Member of Parliament for Nsuta-Kwamang-Beposo Constituency
- In office 7 January 2017 – 6 January 2021
- Succeeded by: Adelaide Ntim

Personal details
- Born: Kwame Asafu-Adjei 10 October 1950 (age 75) Nsuta, Ghana
- Party: New Patriotic Party
- Occupation: Politician
- Profession: Deputy Director
- Portfolio: Food, Agriculture and Cocoa Affairs

= Kwame Asafu Adjei =

Ghanaian politician

Kwame Asafu-Adjei is a Ghanaian politician and member of the Seventh Parliament of the Fourth Republic of Ghana, representing the Nsuta-Kwamang-Beposo Constituency in the Ashanti Region on the ticket of the New Patriotic Party.

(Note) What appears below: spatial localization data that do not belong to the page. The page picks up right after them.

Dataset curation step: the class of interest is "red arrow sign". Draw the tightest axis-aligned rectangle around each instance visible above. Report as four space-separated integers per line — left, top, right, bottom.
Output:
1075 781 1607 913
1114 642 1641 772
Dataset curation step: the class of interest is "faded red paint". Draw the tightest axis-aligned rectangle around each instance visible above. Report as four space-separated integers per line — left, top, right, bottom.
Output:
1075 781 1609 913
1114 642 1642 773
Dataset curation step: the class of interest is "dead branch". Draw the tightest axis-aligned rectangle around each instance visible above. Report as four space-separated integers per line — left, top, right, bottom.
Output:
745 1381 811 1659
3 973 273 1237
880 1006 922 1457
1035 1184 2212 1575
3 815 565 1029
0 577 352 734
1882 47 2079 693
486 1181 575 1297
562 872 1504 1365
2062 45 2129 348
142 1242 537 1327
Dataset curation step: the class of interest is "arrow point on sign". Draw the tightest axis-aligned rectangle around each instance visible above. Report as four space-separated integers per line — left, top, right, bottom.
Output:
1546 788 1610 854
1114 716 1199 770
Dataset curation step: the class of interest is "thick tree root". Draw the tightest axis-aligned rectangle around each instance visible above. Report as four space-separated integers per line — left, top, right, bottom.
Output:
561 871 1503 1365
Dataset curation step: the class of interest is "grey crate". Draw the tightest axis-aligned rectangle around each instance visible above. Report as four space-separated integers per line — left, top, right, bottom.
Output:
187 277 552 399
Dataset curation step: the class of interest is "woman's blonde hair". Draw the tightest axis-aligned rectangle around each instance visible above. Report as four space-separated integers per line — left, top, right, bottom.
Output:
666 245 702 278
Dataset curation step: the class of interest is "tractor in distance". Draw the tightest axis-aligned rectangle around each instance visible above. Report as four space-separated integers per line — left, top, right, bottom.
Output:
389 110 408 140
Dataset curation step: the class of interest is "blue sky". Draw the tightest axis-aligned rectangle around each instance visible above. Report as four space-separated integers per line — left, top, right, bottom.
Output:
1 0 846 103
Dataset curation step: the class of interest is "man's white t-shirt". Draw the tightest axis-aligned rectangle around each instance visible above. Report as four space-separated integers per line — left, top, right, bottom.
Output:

== Early life and education ==
Adjei was born on 10 October 1950 in a town called Nsuta in the Ashanti Region. He acquired a Master of Science degree in Agricultural Economics from Tennessee State University, Nashville, USA in 1980.

== Career ==
He worked as the chief executive officer of Asafaco Consult Company Limited in Accra. He was the Deputy Director of Policy, Planning, Monitoring & Evaluation (PPME) and the Head of the Livestock Planning Committee at MOFA.

== Political career ==
He was elected into the sixth parliament of the 4th republic of Ghana on 7 January 2013 after he contested in the 2012 Ghanaian General Elections. He was then reelected into the seventh parliament of the fourth republic of Ghana on 7 January 2017 after obtaining 51.03% of the valid votes cast at the 2016 Ghanaian General Elections. He is a former Member of Parliament for Nsuta-Kwamang-Beposo Constituency.

In 2017, he was the acting chairman of the Food, Agriculture and Cocoa Affairs.

== Personal life ==
He is a Christian and married with three children.